Whatever happened to cohearent thinking?
It feels masochistic, but I keep reading columns on how tax needs to change, and it doesn't feel transparent, cohesive or broad enough.
What is most disconcerting is that the discourse on tax has no accompanying discussion of building national prosperity by improving productivity, adding value, creating employment, making it easier to get things done rather than harder, and all that other active, nation-building stuff that's been ignored for far too long in favour of a kludgeocratic expediency that's painted us in to an economic corner.
It's apparently too hard: is what we've got, and the narrow policy niches being discussed, seriously the best policy we can create?
The discussion is stuck in an adversarial, ideological rut that the state is to be the agency to use tax to redistribute wealth, rather than creating policy that is far broader and more cohesive than isolated tax measures, to support intelligent, collaborative choices to more equitably grow the pie for everyone.
We do need to change the way tax is levied as the property market (among other behaviours) has distorted the way the country runs and has crippled investment in productive business (among other activities).
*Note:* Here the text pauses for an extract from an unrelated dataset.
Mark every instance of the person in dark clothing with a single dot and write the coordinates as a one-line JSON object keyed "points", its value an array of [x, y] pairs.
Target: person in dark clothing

But is applying fair return, rather than on realisation, the best way to do it? It assuredly does not reflect risk.
Will the quest for policy purity, around things like exempting a family home, to capture small parts of the tax base, create perceptions of unfairness that cripple both public acceptability and practical implementation? Perfection is looking a lot like the enemy of the good.
As always, there are damn-all numbers and evidence being used in the debate. There are simple examples. How much land is being banked and driving up prices? How many houses are sitting vacant to hoover up the capital gains? How many owners own how many houses? What are periods of ownership looking like? The list of omitted data that would aid decision making is seemingly endless - or least not widely used in the public domain.